Auction Catalogue
The mounted group of seven miniature dress medals worn by Colonel H. S. Moberly, C.B., Indian Army, the gallant C.O. of the 66th Punjabis during the siege of Kut, ‘who made it his nightly practice to go to the listening point nearest the Turkish lines and from it shout at the enemy curses and insults of the most lurid kind’
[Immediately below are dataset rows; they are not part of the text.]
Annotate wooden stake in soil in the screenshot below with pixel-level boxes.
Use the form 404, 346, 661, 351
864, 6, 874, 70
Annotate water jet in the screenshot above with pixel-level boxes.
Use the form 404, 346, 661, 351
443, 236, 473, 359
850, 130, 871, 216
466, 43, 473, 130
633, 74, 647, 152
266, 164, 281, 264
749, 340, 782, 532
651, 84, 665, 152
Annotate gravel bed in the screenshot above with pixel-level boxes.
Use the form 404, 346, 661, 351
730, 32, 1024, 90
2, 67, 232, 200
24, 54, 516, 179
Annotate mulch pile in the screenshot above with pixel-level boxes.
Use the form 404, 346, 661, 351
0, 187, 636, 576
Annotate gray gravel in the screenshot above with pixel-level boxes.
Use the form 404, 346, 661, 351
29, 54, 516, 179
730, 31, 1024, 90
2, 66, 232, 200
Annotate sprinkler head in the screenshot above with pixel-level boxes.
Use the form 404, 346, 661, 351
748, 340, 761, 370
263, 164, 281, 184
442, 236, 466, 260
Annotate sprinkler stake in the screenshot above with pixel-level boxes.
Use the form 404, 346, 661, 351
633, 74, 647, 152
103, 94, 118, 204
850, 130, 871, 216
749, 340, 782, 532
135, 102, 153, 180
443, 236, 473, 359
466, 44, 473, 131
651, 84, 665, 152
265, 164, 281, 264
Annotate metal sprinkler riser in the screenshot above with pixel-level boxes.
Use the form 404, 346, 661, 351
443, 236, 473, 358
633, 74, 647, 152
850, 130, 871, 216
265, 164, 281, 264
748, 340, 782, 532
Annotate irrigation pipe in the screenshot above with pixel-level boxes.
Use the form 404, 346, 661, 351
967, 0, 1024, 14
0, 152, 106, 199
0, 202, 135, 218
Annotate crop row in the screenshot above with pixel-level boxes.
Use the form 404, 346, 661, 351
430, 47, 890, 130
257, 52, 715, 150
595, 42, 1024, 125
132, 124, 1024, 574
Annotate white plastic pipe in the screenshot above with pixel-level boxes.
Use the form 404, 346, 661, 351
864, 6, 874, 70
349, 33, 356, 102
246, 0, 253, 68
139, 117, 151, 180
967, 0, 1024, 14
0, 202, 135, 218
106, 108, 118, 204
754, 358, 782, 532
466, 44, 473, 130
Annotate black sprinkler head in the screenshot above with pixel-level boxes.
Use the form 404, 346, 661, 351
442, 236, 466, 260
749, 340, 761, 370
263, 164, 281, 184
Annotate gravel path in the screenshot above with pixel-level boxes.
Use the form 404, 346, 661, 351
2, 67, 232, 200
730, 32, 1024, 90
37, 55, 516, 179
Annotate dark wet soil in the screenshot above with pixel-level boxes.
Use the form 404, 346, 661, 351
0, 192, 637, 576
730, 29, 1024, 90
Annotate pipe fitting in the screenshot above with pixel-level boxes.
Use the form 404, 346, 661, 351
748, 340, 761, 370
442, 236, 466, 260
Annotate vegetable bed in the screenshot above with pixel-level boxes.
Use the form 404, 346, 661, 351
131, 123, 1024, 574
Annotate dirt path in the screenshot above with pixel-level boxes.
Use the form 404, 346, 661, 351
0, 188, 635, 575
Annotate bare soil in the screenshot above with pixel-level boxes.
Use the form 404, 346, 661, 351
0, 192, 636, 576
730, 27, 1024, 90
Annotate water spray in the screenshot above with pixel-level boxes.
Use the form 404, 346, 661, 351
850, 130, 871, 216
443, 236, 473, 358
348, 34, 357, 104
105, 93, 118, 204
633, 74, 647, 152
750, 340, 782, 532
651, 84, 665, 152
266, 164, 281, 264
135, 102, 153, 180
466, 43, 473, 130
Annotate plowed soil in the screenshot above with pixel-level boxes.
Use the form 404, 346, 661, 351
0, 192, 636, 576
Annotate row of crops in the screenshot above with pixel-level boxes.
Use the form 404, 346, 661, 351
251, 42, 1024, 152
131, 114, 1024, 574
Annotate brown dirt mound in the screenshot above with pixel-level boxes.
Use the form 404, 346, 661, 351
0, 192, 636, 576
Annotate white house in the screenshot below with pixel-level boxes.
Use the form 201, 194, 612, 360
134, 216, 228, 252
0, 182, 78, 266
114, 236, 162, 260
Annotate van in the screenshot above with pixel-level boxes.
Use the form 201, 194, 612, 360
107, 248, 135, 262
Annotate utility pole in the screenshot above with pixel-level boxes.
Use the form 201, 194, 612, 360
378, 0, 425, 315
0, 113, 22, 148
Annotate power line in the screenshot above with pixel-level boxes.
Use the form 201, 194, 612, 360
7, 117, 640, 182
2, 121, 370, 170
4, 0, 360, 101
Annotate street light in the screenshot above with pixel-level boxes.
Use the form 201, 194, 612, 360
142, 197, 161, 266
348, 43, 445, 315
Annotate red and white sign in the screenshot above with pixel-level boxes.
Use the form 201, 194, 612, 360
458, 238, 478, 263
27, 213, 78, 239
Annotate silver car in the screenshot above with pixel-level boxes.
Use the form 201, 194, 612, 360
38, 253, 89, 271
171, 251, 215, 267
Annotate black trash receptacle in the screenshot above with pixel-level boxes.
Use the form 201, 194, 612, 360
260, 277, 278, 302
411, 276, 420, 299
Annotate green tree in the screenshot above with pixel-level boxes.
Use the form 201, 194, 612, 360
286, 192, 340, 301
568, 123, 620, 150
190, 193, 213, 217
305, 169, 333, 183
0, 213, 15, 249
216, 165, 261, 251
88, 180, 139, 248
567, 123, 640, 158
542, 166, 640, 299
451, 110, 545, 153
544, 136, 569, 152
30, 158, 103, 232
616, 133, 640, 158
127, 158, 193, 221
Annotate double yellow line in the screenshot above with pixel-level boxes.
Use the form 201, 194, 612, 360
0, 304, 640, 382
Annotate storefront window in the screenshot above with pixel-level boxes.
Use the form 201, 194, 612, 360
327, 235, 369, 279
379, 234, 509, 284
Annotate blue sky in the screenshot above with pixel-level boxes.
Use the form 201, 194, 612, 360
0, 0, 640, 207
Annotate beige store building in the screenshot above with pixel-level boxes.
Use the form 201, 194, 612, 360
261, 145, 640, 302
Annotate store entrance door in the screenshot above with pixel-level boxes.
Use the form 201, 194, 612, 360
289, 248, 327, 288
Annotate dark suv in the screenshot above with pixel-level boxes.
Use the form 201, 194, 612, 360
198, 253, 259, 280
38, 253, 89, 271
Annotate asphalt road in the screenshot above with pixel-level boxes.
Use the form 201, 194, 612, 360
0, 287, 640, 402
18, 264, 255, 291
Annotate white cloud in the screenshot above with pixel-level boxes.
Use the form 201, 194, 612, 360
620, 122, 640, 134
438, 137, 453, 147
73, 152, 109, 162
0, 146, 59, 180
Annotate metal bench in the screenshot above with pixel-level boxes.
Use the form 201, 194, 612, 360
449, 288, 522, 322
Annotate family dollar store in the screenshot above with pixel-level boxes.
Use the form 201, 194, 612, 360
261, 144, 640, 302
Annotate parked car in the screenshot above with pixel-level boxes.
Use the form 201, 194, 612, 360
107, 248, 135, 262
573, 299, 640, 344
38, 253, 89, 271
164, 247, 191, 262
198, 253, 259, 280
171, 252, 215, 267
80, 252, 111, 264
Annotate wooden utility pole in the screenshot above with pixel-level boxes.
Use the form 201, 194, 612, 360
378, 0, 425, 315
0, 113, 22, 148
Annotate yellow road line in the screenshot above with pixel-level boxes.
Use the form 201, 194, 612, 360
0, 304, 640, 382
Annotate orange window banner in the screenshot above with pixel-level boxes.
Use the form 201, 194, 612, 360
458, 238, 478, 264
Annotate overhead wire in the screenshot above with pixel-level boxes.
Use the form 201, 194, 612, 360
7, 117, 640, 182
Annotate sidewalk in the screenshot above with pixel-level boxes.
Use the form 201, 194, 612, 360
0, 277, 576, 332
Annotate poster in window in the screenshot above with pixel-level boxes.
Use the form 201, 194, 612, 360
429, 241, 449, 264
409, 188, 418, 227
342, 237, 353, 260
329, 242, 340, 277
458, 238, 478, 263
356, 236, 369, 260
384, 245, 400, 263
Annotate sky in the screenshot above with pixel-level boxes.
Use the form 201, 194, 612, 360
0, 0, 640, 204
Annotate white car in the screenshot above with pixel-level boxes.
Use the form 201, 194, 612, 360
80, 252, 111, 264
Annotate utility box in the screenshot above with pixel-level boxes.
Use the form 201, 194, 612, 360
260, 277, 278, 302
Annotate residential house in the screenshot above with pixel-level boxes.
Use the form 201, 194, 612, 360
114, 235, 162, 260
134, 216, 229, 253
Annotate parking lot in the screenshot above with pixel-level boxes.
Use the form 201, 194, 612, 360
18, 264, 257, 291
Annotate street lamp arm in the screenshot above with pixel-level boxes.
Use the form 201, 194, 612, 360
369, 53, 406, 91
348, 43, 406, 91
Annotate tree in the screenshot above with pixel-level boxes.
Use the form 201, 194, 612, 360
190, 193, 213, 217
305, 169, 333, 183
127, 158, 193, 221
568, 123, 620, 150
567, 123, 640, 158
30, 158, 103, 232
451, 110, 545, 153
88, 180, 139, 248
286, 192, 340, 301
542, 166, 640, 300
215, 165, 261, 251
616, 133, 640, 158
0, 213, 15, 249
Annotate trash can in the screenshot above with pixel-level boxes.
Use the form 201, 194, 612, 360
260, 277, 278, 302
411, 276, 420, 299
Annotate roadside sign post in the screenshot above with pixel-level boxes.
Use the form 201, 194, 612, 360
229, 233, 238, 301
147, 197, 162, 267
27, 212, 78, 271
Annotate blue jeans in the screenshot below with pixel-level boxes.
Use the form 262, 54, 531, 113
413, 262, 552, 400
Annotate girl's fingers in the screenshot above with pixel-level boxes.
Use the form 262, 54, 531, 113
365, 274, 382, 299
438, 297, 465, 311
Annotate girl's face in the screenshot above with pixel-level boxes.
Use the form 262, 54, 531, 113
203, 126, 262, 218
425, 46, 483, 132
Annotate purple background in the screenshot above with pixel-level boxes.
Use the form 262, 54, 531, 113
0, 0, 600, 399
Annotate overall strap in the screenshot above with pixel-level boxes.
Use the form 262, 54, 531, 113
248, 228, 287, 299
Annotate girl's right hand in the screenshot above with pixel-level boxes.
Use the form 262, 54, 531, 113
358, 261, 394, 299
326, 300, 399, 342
The Most Honourable Order of the Bath, Military, gold and enamel; China 1900, no clasp; 1914-15 Star; British War and Victory Medals, M.I.D. oak leaf; India General Service 1908-35, 1 clasp, Waziristan 1919-21; Delhi Durbar 1911, mounted as worn, the second somewhat polished, otherwise generally very fine (7) £240-280
Hugh Stephenson Moberly was born in August 1873, the fifth and youngest son of Colonel Charles Moberly, late Indian Army, and was educated at Malvern College and the R.M.C. Sandhurst. Commissioned as a 2nd Lieutenant in January 1895, he joined the Indian Army in the following year and was serving as a Double Company Commander in the 16th Madras Infantry at the time of the Boxer Rebellion in 1900. Advanced to Captain in August 1902, he removed to the 66th Punjabis in September 1909 and was serving in the rank of Major on the outbreak of hostilities in August 1914.
Ordered to join General Townshend’s force in Mesopotamia, the 66th Punjabis became besieged at Kut, where Moberly, who had been advanced to Lieutenant-Colonel in June 1916, commanded the Regiment - and the respect of his men, who greatly admired his taunting of the enemy, as recounted by Russell Braddon’s The Siege:
‘The Colonel commanding the 66th Punjabis made it his nightly practice to go to the listening point nearest the Turkish lines and from it shout at the enemy curses and insults of the most lurid kind.’
Almost certainly taken P.O.W. at the fall of Kut, Moberly remained in the Indian Army after the War, gaining advancement to Colonel in April 1920 and the C.B. in 1926. He was placed on the Retired List in May 1928 and settled in South Africa, where he died in September 1947; sold with full research and an original page taken from the recipient’s photograph album, comprising six images, including of him on horseback.